Zipofig. A story of a ZIP archive recovery
Nov 30, 2003 by Ilya Levin
Recently I had a ZIP archive of 2.7GB with 2857 files stored with "no compression" method. Every archive meant to be unzipped eventually, and this one was not an exception.
But unzip failed, to my surprise.
All attempts with different versions and different software (WinZip, PowerArchiver, WinRar, PKZIP, etc.) were unsuccessful too.
Some software reported a broken zip structure and crashed with GPF during repair. Some were able to unzip archive only partially, pretending there are no more files inside the archive. Some unzipped the whole archive but made many zero-sized files instead of normal-sized ones.
However, all files were in archive indeed, and I certainly wanted my data back.
Closer look at the archive as binary revealed some structure abnormalities. The archive was created with PKZIP 2.5 CLI for Windows 98/NT. There were no errors in structure but, starting from the particular offset (0x 803e07f0 to be exact), all files were stored in so-called 'non-seekable device' or 'bit-3 on' mode with a flags field set to 0.
A generic structure of regular ZIP file looks like follows:
[local file header1] [file data1] : [local file headern] [file datan] [central directory entry1] : [central directory entryn] [end of central directory record]There are two, ZIP64 and digital signature, records may also exist in the archive, but I'll skip them here to stay clear. If you are interested in ZIP full format, then refer to [2].
A local file header record begins with signature 0x04034b50 and contains a bit flag field, a CRC32 field, a compressed file size field, an original size field, a variable file name field plus few more fields. A central directory entry begins with signature 0x02014b50 and is again a file header. It contains all fields from a local file header plus few extra fields. End of central directory record begins with signature 0x06054b50 and contains a total number of entries in a central directory, start offset of a central directory plus few more fields.
If a ZIP archive was made on a standard output or a non-seekable device, then an additional data descriptor record used. A single file entry in this mode would be
[local file header] [file data] [data descriptor]The data descriptor record has no signatures and follows right after the file data. It has such fields as CRC32, compressed file size, original file size. In this case, the same fields in local file header should be set to 0 and bit 3 of bit flag field should be set to 1.

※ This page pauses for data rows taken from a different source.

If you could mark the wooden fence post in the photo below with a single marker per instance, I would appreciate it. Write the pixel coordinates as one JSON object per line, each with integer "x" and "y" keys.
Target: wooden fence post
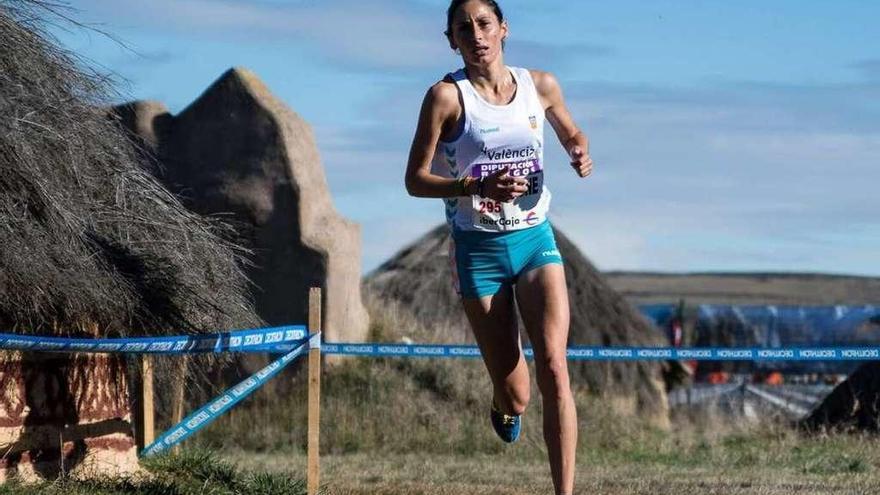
{"x": 314, "y": 467}
{"x": 147, "y": 408}
{"x": 178, "y": 391}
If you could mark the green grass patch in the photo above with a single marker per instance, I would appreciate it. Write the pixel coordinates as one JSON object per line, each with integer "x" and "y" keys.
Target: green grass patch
{"x": 193, "y": 472}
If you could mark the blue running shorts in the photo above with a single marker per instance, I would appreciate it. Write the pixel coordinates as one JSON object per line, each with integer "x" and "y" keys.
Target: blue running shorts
{"x": 484, "y": 261}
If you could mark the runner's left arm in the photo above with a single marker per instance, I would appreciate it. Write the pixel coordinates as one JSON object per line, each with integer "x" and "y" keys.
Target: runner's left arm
{"x": 573, "y": 140}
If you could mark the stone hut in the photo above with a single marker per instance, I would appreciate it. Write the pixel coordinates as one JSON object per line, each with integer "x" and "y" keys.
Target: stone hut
{"x": 240, "y": 152}
{"x": 91, "y": 245}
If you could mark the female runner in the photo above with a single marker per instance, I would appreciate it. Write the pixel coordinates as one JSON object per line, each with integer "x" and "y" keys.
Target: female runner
{"x": 479, "y": 145}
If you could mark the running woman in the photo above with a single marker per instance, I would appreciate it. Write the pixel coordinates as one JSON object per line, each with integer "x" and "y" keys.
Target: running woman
{"x": 479, "y": 145}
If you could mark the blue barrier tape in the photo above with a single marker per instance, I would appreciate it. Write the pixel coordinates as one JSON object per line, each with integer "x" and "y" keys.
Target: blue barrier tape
{"x": 591, "y": 353}
{"x": 273, "y": 339}
{"x": 220, "y": 404}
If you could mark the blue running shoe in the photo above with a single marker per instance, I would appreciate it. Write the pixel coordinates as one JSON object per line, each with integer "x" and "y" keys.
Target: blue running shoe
{"x": 507, "y": 426}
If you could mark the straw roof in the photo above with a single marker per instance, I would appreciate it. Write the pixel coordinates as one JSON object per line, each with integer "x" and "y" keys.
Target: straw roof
{"x": 418, "y": 278}
{"x": 87, "y": 236}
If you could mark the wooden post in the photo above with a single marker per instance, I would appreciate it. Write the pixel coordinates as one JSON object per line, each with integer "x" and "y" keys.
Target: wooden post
{"x": 147, "y": 408}
{"x": 314, "y": 467}
{"x": 178, "y": 391}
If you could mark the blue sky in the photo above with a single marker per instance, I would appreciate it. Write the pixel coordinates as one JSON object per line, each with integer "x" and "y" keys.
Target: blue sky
{"x": 727, "y": 136}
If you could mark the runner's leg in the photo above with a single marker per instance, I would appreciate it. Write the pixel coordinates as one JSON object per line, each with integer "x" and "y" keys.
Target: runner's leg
{"x": 542, "y": 297}
{"x": 494, "y": 323}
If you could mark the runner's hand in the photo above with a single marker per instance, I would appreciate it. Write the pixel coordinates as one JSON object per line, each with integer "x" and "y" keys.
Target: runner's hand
{"x": 500, "y": 186}
{"x": 581, "y": 161}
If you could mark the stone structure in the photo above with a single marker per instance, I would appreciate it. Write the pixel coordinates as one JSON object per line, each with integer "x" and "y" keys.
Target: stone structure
{"x": 239, "y": 150}
{"x": 64, "y": 414}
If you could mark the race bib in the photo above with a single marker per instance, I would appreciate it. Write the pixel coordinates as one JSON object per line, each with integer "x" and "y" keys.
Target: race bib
{"x": 518, "y": 214}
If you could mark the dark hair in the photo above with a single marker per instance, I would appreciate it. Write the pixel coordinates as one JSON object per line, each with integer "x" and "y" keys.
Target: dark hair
{"x": 458, "y": 3}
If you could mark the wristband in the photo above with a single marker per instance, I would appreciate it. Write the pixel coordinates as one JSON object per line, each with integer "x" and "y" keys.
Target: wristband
{"x": 461, "y": 186}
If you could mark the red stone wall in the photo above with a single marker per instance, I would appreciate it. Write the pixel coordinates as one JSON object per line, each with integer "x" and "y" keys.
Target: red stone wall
{"x": 64, "y": 413}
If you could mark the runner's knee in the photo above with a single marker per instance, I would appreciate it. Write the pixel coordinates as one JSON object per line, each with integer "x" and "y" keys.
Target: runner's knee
{"x": 552, "y": 374}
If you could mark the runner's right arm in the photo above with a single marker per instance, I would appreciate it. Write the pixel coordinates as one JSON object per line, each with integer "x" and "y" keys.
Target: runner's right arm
{"x": 440, "y": 111}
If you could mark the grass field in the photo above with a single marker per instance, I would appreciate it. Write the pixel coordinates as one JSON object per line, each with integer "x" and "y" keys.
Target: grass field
{"x": 408, "y": 426}
{"x": 764, "y": 460}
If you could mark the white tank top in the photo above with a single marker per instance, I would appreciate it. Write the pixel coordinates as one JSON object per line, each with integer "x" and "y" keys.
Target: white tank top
{"x": 492, "y": 137}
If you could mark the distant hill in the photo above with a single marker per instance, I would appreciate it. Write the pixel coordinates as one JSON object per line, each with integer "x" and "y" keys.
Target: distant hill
{"x": 745, "y": 288}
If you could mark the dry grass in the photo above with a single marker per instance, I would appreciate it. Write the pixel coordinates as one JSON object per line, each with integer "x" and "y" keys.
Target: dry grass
{"x": 401, "y": 426}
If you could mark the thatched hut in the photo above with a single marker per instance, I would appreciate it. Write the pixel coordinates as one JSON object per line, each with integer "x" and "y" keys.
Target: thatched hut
{"x": 90, "y": 245}
{"x": 418, "y": 279}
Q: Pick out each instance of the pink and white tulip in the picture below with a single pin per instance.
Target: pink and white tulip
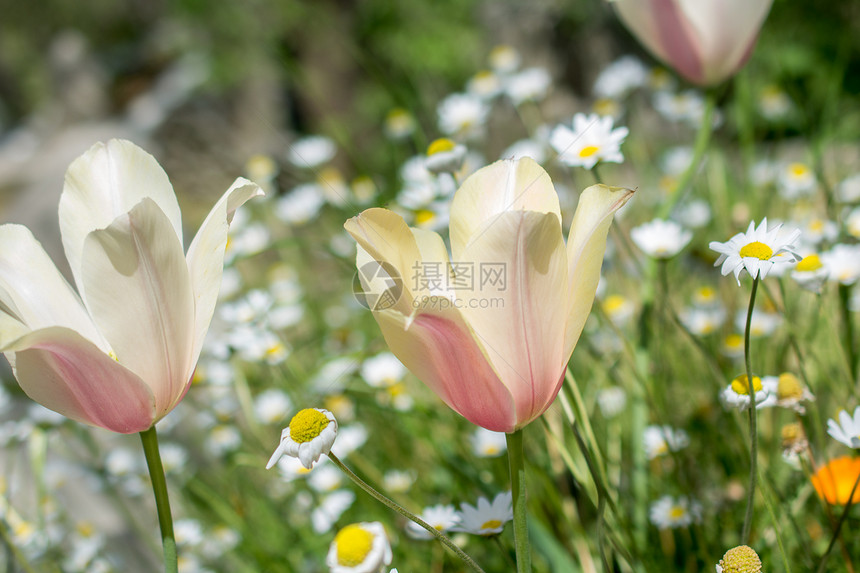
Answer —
(499, 365)
(706, 41)
(120, 352)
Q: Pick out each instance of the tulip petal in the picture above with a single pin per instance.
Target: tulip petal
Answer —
(586, 246)
(505, 185)
(388, 240)
(206, 256)
(440, 349)
(138, 290)
(66, 373)
(662, 27)
(102, 184)
(521, 321)
(726, 31)
(34, 292)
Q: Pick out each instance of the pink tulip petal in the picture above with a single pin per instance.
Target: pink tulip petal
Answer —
(104, 183)
(438, 347)
(138, 290)
(66, 373)
(586, 246)
(206, 255)
(523, 329)
(505, 185)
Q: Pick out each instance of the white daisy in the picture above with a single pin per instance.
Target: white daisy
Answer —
(311, 151)
(660, 239)
(530, 84)
(592, 139)
(842, 263)
(755, 251)
(661, 440)
(359, 548)
(462, 114)
(486, 518)
(311, 433)
(440, 517)
(847, 429)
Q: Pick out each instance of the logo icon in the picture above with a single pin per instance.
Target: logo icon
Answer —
(377, 286)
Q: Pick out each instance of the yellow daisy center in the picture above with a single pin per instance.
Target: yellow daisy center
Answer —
(789, 387)
(424, 216)
(758, 250)
(588, 151)
(440, 145)
(353, 545)
(798, 170)
(809, 264)
(307, 425)
(741, 386)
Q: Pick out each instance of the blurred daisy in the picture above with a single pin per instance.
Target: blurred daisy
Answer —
(399, 124)
(311, 433)
(740, 559)
(440, 517)
(755, 251)
(486, 518)
(842, 263)
(530, 84)
(660, 440)
(311, 151)
(796, 180)
(848, 190)
(445, 156)
(670, 513)
(834, 481)
(620, 78)
(359, 548)
(488, 444)
(660, 239)
(300, 205)
(810, 273)
(484, 84)
(272, 406)
(331, 508)
(611, 401)
(737, 393)
(592, 139)
(462, 114)
(847, 429)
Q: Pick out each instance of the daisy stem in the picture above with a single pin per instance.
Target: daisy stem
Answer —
(838, 526)
(149, 439)
(518, 488)
(444, 539)
(703, 137)
(848, 329)
(745, 535)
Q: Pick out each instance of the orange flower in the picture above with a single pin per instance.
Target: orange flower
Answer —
(834, 481)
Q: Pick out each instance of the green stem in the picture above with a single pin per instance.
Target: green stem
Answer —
(149, 439)
(518, 488)
(444, 539)
(848, 330)
(745, 535)
(703, 137)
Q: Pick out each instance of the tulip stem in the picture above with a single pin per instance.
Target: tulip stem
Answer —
(149, 439)
(703, 138)
(745, 535)
(518, 489)
(391, 504)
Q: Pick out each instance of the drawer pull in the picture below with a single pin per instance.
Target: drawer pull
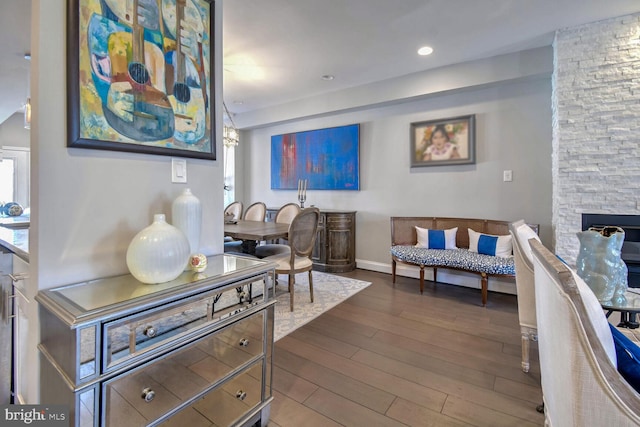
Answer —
(148, 394)
(150, 331)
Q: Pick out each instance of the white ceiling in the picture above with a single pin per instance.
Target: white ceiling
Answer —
(275, 51)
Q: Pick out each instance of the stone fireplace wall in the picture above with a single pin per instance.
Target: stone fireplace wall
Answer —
(596, 125)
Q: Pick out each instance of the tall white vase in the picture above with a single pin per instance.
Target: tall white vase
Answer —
(186, 212)
(158, 253)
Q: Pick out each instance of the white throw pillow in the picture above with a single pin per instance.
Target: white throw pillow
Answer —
(489, 244)
(440, 239)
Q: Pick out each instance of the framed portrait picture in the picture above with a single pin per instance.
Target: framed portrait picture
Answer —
(443, 142)
(139, 76)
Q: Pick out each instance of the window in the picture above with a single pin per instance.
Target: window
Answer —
(14, 175)
(229, 174)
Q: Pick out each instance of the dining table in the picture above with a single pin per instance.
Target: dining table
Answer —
(252, 232)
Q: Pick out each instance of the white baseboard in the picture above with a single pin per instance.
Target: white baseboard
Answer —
(454, 277)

It is evident enough that PKZIP 2.5 have faced a signed 32-bit value overflow problem during archive creation. At some point, it has failed to seek a file pointer for output archive properly and switched itself to the 'non-seekable device' mode (without bit 3 set to 1 in local file headers for some reason).
The most obvious method of reading ZIP archives would be something like
open archive read local file header while (signature from local file header == 0x04034b50) read (file name size from local file header) bytes of file name skip next (extra field size + compressed file size) bytes read local file header end while close archive
As you can see it will not work correctly on files stored in 'non-seekable device' mode format, where compressed size field in the local file header is 0. It will fail at the skip next line by jumping to a wrong place instead of the next local file header.
Unfortunately, some tested ZIP processing software uses this approach. Those that partially unzipped the archive were exactly demonstrating the described blunder. Other software somehow combines access to the central directory and local headers. These methods resulted in crashes and hordes of empty files, taken from local file headers.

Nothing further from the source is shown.